If you or someone you love is in need of emergency assistance, you want help to get there right away. Did you know that there’s one thing everyone can do to help responders provide this emergency assistance as quickly as possible? It’s as simple as Moving to the Right for Sirens and Lights!
Richmond County’s emergency personnel estimate that 50% of our motorists know what to do when they see an emergency vehicle with lights and sirens on…or when they come upon an accident scene. With more traffic than ever on our roadways, the problems just continues to get worse. The intersections especially dangerous for emergency vehicles when running an emergency call are Berckman Rd. at Washington Rd. , Gordon Hwy. at Deans Bridge Rd. , Hwy. 25 (Peach Orchard Rd.) at Winsor Spring Rd., and Walton Way at Gordon Hwy.

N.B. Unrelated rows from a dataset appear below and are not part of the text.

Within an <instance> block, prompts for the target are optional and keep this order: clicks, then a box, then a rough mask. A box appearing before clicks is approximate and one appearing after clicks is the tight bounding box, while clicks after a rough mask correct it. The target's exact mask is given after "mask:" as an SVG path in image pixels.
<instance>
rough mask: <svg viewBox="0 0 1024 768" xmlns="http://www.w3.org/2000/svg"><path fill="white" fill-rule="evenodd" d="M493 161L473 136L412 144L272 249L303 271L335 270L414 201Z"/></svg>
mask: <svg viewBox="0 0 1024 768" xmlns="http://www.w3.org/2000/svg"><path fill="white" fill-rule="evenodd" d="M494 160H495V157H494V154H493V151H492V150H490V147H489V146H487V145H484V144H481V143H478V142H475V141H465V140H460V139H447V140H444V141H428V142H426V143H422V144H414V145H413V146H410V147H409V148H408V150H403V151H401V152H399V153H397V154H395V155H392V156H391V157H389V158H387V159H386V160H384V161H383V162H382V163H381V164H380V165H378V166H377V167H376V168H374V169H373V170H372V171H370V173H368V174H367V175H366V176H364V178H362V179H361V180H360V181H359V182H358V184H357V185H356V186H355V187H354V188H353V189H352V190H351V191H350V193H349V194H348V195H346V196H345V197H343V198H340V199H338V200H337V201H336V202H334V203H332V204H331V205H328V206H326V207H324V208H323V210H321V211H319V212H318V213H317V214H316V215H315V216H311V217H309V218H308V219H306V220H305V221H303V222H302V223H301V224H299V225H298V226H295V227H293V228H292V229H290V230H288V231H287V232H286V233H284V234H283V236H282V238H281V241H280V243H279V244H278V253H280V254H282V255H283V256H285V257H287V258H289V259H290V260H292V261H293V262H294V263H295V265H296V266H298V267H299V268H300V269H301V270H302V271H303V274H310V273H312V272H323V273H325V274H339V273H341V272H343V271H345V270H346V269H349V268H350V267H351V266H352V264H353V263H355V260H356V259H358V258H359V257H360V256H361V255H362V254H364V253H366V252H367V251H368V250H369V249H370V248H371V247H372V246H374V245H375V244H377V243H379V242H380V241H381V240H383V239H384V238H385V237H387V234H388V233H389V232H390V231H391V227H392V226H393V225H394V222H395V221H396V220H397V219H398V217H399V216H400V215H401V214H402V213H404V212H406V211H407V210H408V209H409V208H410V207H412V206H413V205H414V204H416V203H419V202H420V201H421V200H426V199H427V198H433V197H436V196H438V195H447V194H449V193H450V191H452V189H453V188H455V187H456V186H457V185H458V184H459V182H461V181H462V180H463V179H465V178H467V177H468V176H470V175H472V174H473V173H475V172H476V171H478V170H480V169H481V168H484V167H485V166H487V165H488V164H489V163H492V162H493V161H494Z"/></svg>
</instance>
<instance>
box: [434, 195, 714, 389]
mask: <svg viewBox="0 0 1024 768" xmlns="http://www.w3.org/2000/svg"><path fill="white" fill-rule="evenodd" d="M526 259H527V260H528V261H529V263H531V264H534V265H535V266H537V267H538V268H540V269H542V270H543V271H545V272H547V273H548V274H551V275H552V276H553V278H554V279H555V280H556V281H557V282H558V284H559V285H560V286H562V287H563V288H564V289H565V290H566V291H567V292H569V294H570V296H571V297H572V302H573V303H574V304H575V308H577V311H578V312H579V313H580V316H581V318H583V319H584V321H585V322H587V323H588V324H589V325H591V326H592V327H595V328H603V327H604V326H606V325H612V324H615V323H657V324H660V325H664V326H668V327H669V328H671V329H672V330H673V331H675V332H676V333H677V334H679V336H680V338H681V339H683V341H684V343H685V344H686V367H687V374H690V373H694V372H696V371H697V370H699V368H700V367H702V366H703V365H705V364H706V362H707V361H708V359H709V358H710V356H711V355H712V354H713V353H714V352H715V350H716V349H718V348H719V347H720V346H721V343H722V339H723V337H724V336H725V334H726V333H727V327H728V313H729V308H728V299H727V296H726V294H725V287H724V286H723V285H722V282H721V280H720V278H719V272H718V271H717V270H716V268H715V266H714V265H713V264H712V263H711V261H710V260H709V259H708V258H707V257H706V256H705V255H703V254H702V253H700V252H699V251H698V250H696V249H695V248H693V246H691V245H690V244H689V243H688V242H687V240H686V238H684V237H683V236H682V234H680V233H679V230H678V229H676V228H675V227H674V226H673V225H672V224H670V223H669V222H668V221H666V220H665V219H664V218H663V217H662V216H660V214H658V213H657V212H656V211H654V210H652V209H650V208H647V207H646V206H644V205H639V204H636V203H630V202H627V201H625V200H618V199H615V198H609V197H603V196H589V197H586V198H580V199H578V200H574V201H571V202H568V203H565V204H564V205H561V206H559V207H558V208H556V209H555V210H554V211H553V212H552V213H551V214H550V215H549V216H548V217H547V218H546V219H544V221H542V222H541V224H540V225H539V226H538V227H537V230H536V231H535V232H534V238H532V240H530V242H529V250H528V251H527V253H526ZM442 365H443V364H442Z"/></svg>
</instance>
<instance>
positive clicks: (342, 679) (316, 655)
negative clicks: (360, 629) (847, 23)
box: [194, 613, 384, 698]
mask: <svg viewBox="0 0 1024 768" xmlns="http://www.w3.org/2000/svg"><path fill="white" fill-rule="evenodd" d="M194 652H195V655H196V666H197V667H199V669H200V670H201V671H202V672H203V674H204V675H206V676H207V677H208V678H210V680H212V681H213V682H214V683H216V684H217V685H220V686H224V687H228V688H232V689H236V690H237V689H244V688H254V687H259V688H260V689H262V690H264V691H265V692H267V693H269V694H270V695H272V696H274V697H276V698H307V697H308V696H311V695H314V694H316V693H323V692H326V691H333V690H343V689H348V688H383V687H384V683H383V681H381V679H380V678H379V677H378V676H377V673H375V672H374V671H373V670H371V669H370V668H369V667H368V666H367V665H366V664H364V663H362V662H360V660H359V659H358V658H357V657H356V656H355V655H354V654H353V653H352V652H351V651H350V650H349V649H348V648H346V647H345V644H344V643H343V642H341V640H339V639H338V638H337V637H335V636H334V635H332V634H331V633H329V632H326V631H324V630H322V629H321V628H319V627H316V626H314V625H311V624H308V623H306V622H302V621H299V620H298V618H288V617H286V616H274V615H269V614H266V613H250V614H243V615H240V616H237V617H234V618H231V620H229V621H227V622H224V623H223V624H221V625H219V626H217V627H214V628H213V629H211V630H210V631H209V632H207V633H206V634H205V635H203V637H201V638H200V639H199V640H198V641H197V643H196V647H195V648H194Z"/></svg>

For the sake of the victims, the responders, and your own safety…please help us to get Richmond County motorists informed on what to do when emergency vehicles are approaching or when they come upon the scene of an accident!
8 Simple Rules to Yield To An Emergency Vehicle:
Move as far to the right side of the road as possible and stop.

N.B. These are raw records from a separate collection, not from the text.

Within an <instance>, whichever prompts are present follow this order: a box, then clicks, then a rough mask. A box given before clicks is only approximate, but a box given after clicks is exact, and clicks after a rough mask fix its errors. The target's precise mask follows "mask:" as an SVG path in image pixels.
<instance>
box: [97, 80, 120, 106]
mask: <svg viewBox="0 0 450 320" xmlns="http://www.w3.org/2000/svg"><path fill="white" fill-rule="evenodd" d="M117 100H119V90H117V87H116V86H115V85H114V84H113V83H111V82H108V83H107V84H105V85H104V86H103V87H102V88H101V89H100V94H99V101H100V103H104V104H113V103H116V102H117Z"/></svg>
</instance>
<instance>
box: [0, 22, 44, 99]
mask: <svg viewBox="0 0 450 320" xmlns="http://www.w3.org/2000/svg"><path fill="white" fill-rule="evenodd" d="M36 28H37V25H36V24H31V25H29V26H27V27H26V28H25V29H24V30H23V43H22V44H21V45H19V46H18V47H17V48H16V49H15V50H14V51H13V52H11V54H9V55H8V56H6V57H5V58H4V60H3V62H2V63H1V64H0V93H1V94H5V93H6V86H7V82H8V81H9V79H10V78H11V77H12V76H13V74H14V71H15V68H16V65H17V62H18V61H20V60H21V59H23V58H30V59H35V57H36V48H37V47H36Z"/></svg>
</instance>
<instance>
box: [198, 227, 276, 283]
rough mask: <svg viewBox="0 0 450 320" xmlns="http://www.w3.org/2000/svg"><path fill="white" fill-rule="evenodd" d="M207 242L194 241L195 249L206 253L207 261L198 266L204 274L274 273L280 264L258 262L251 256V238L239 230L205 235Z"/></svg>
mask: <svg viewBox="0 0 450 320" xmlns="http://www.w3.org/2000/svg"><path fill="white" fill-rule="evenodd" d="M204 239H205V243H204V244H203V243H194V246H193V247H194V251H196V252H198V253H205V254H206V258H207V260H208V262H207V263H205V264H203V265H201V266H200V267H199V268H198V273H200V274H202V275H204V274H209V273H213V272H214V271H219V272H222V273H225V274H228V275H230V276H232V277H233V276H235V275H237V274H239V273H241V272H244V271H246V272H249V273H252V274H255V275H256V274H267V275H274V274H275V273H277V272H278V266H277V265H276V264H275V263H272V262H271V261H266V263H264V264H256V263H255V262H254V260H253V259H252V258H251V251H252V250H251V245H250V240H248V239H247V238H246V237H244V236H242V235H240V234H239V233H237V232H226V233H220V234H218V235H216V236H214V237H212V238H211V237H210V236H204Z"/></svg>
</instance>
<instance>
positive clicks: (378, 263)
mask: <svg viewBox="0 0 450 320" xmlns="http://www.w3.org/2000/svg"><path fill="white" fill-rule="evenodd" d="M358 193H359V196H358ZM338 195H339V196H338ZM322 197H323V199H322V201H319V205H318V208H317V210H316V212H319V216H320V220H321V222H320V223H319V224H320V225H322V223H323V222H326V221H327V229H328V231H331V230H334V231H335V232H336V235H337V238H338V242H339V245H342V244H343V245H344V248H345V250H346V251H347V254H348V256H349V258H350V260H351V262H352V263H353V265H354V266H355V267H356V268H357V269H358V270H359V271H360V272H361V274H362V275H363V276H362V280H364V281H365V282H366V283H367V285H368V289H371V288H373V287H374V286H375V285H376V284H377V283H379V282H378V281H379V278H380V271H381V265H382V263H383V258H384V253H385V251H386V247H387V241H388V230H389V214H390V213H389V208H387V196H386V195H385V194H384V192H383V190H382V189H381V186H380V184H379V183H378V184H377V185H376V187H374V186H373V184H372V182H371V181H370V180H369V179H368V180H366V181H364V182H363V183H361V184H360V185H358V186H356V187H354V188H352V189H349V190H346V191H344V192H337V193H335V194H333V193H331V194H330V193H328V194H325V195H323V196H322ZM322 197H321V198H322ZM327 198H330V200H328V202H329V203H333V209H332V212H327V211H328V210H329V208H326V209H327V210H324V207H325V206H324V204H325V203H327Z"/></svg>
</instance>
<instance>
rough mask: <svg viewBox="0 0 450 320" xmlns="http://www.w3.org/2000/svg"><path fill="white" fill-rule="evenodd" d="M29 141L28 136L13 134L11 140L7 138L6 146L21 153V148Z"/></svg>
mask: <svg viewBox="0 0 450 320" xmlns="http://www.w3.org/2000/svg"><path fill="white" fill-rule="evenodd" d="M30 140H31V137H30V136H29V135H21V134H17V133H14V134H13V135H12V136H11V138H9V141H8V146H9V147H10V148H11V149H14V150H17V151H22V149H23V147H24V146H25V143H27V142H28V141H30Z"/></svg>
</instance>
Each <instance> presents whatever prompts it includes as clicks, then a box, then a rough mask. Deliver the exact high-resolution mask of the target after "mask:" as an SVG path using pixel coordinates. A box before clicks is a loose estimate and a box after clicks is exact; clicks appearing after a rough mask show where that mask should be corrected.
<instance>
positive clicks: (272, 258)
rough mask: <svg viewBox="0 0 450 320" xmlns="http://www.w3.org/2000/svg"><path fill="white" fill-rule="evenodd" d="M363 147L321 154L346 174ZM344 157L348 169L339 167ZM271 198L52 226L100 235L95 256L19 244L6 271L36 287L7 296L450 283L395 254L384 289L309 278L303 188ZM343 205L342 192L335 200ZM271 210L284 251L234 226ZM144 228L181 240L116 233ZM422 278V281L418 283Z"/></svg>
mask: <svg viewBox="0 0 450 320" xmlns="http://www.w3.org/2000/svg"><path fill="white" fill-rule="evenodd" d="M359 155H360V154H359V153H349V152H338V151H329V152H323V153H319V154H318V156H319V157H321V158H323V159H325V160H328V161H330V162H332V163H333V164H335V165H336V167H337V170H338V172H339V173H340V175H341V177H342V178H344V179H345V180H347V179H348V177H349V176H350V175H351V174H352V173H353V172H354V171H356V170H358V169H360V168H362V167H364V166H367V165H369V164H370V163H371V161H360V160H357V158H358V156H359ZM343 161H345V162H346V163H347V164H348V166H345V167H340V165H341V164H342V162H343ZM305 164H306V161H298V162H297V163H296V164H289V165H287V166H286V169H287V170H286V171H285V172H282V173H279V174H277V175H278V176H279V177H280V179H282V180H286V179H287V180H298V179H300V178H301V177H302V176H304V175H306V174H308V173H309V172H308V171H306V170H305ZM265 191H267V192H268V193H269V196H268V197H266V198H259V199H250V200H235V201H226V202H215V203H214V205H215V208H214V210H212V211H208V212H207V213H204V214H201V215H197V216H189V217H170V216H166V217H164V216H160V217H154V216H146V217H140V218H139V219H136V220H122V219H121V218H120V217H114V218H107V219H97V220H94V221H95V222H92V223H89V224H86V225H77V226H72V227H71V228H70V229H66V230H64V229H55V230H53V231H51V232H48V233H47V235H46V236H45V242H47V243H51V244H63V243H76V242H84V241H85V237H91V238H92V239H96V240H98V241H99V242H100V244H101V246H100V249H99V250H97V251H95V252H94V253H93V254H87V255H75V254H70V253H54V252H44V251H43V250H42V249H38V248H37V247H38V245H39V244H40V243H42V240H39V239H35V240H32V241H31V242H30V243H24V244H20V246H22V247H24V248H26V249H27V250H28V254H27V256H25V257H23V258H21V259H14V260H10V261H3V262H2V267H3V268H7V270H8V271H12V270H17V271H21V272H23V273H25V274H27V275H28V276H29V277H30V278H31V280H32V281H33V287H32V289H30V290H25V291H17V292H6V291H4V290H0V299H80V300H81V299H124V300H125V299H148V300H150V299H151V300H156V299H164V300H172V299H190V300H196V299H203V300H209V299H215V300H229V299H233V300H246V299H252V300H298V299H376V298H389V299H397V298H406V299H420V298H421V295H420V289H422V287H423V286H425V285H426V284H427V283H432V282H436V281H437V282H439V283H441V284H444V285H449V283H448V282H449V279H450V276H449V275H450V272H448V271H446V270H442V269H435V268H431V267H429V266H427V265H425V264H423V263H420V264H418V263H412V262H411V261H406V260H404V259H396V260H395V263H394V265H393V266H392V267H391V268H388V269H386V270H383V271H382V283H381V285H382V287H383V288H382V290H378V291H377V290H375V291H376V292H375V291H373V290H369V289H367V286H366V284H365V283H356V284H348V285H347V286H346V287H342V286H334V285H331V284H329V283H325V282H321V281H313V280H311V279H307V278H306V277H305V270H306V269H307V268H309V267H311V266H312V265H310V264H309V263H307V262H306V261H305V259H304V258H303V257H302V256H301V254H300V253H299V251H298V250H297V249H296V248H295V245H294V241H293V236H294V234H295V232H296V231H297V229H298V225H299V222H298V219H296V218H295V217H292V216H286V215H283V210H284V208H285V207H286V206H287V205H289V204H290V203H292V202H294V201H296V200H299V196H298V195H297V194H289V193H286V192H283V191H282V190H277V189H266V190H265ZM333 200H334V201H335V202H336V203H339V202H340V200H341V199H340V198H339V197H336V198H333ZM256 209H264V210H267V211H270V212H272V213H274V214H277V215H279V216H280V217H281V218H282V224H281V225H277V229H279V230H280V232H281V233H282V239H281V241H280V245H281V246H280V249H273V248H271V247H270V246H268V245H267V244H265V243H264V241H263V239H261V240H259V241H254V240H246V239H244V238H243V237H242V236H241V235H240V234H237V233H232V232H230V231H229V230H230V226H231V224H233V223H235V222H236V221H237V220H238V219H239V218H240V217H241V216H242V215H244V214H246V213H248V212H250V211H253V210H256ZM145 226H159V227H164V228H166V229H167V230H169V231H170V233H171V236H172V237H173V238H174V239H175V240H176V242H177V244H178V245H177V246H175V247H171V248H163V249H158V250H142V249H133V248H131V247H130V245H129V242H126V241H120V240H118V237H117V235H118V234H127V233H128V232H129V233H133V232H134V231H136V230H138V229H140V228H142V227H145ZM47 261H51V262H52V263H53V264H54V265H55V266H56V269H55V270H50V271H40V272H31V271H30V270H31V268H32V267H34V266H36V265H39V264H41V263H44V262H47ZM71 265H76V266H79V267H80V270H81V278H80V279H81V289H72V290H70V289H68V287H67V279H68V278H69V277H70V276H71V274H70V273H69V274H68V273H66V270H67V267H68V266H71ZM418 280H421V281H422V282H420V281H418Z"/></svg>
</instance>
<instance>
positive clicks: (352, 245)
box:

If you cannot move to the right because of another vehicle or obstacle, just stop.
Drivers should stay at least 300 feet behind emergency vehicles using their lights and sirens.
When You Hear A Siren Or Air Horn While Driving In:
If you’re STOPPED at the intersection:
Look to see where the emergency vehicle is approaching.
If the emergency vehicle is behind you safely pull to the right.
If the emergency vehicle is approaching from the front or side streets, remain stopped until they pass.
If you’re APPROACHING the intersection:
Safely pull to the right.
Stop before entering intersection.
DON’T stop in the middle of the intersection
If you DO NOT SEE the flashing lights:
Turn your radio volume down.
Check your mirrors frequently.
Stay focused and anticipate the emergency vehicle.
DON’T enter an intersection until it's clear.
We never want the “rescuers” to need “rescuing!”
Every year in the U.S., there are almost 16,000 collisions involving fire department emergency vehicles while responding to or returning from incidents. These collisions result in over 1,000 firefighter injuries and almost fifty deaths. Firefighters are careful to avoid vehicle collisions by driving slowly when traveling against traffic, or coming to a complete stop at intersections. However, the cooperation of ALL vehicles on the roadway is essential.